Decomposition of socioeconomic inequalities in zero-dose children aged 12–23 months in India
2025
Children who do not receive the preliminary dose of the DTP-containing vaccine are likely to be known as zero-dose, occurring due to limited access to healthcare services and several sociodemographic patterns. In India, 6.67% points (pp) of children remain zero-dose, and a significant inequality exists due to socioeconomic factors. Therefore, this study measures the magnitude of the socioeconomic gap and quantifies the key determinants that contribute to the zero-dose inequality using the National Family Health Survey fifth round (NFHS-5) data. A cross-sectional sampling data of 41,132 children aged 12–23 months was considered to employ several descriptive statistics, including a chi-squared test.

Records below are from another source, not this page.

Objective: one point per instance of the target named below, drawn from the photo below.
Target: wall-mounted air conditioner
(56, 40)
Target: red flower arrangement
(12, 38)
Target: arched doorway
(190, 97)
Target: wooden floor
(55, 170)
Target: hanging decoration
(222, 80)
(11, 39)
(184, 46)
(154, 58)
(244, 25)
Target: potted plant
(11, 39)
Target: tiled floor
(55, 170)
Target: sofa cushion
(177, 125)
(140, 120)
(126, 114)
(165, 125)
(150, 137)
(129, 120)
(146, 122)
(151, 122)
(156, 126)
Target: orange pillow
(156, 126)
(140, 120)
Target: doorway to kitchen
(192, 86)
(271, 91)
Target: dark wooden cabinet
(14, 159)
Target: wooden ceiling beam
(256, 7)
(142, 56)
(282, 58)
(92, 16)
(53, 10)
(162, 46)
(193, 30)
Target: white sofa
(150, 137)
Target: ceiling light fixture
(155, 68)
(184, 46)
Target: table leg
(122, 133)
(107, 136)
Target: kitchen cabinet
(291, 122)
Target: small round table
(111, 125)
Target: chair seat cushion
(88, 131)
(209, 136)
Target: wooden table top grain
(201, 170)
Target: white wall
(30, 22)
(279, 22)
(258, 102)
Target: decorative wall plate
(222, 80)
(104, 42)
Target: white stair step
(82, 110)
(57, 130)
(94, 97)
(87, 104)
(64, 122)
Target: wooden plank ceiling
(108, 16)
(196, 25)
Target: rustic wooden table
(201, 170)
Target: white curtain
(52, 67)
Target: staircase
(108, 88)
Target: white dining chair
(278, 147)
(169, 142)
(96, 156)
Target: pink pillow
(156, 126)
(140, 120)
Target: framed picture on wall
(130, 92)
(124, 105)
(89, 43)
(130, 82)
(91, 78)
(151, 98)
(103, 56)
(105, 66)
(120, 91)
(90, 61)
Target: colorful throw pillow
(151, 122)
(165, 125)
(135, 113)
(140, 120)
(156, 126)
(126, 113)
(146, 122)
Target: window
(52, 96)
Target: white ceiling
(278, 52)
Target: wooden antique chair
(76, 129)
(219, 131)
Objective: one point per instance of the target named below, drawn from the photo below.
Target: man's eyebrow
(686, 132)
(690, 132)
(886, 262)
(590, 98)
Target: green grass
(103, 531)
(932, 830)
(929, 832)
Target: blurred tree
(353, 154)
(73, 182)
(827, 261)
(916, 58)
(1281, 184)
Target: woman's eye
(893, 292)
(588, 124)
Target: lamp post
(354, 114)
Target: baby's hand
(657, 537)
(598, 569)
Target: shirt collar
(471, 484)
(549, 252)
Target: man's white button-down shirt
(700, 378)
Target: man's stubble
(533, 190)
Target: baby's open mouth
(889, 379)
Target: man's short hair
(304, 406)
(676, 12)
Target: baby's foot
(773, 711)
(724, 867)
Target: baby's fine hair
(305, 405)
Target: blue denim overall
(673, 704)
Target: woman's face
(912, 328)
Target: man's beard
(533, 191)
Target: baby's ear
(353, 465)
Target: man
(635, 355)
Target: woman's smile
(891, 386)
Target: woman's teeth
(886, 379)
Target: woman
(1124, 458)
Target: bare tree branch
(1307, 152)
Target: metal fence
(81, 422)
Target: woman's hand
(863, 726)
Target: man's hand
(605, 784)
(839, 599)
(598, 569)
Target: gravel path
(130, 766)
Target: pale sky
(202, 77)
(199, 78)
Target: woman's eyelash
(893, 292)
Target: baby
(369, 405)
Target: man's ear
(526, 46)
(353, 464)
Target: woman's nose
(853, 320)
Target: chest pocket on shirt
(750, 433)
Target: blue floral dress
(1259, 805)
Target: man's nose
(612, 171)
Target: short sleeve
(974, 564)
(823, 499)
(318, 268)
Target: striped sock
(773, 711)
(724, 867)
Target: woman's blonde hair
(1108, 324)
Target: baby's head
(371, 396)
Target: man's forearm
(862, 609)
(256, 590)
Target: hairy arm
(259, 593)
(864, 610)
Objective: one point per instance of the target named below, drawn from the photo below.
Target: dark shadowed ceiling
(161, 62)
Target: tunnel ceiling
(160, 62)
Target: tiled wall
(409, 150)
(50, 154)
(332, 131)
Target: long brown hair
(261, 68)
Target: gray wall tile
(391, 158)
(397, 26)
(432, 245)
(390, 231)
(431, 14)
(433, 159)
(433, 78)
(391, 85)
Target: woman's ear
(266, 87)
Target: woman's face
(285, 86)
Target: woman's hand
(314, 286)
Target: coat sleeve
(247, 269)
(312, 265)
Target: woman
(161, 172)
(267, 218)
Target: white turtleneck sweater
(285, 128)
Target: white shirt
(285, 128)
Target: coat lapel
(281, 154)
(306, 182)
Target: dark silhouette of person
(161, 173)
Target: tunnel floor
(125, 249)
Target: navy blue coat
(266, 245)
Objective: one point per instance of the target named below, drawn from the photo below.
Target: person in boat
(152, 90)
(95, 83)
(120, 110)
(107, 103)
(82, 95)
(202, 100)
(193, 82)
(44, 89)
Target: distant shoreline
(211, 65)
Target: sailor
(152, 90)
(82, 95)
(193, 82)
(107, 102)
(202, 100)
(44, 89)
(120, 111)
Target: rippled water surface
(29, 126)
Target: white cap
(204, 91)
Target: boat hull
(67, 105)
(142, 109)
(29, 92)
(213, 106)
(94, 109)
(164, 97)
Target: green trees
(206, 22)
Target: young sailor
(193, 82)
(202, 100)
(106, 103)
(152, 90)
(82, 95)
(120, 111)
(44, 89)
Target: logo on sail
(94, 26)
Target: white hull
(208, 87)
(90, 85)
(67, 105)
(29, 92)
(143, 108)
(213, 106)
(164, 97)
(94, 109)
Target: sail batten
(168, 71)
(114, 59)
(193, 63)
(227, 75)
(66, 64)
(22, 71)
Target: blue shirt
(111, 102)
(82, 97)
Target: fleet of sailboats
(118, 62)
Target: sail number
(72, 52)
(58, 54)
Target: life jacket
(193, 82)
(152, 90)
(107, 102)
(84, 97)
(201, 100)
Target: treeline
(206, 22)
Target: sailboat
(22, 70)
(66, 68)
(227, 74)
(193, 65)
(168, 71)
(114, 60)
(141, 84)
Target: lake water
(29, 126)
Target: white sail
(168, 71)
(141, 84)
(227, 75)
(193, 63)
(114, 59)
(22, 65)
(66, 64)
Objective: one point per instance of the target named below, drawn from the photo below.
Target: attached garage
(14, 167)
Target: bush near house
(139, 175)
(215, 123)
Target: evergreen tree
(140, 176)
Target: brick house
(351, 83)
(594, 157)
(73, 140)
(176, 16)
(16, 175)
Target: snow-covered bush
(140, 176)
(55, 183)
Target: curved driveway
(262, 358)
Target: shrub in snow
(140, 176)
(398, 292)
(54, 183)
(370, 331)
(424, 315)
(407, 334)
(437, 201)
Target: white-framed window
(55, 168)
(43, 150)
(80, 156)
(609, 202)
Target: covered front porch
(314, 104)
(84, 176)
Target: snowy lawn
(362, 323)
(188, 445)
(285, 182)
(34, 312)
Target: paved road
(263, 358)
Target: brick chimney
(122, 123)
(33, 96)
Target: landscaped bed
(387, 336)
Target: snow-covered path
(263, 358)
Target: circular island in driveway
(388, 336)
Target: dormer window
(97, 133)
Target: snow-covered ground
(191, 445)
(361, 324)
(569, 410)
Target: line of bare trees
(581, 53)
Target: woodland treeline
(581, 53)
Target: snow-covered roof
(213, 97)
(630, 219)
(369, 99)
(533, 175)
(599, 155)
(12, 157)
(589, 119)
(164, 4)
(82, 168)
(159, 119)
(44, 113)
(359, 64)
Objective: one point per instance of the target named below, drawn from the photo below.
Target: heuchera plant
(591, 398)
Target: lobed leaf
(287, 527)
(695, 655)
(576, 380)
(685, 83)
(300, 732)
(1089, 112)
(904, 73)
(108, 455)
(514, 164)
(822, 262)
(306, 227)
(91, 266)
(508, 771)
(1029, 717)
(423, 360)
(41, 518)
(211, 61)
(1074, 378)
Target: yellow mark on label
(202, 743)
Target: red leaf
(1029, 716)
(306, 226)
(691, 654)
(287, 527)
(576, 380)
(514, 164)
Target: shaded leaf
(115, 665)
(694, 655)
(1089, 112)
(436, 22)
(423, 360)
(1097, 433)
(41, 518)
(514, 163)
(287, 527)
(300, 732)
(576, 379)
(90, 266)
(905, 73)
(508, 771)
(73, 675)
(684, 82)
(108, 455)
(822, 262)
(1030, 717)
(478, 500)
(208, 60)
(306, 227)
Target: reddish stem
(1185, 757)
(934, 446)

We utilized the Wagstaff concentration curve (WCC) and concentration index (WCI) to represent the zero-dose inequality. Afterwards, WCI was decomposed to determine the major contributing factors to the socioeconomic gap in zero-dose. The overall prevalence of zero-dose children was 6.67 pp, and a socioeconomic gap in zero-dose by the household wealth index was 3.68 pp between the poorest and the richest. The WCI value for zero-dose due to the wealth index was − 0.12 (
p
< 0.001), revealed 25.15% of the inequality was contributed by the wealth index, 12.48% by maternal education, 11.57% by media exposure, 10.74% by antenatal care (ANC) visits, and 10.05% by place of children’s delivery. To reduce zero-dose among children, multi-dimensional interventions and strategies are needed to address not only economic deprivation but also disparities in maternal health education, access to healthcare, and informational reach. While wealth-related inequality is evident, the wealth index captures broader household assets and living conditions beyond income. Similarly, media exposure may reflect extended access to health-related knowledge, including immunization. Strengthening maternal education, improving ANC coverage, enhancing service delivery, and outreach in underserved areas are crucial steps toward equitable immunization coverage.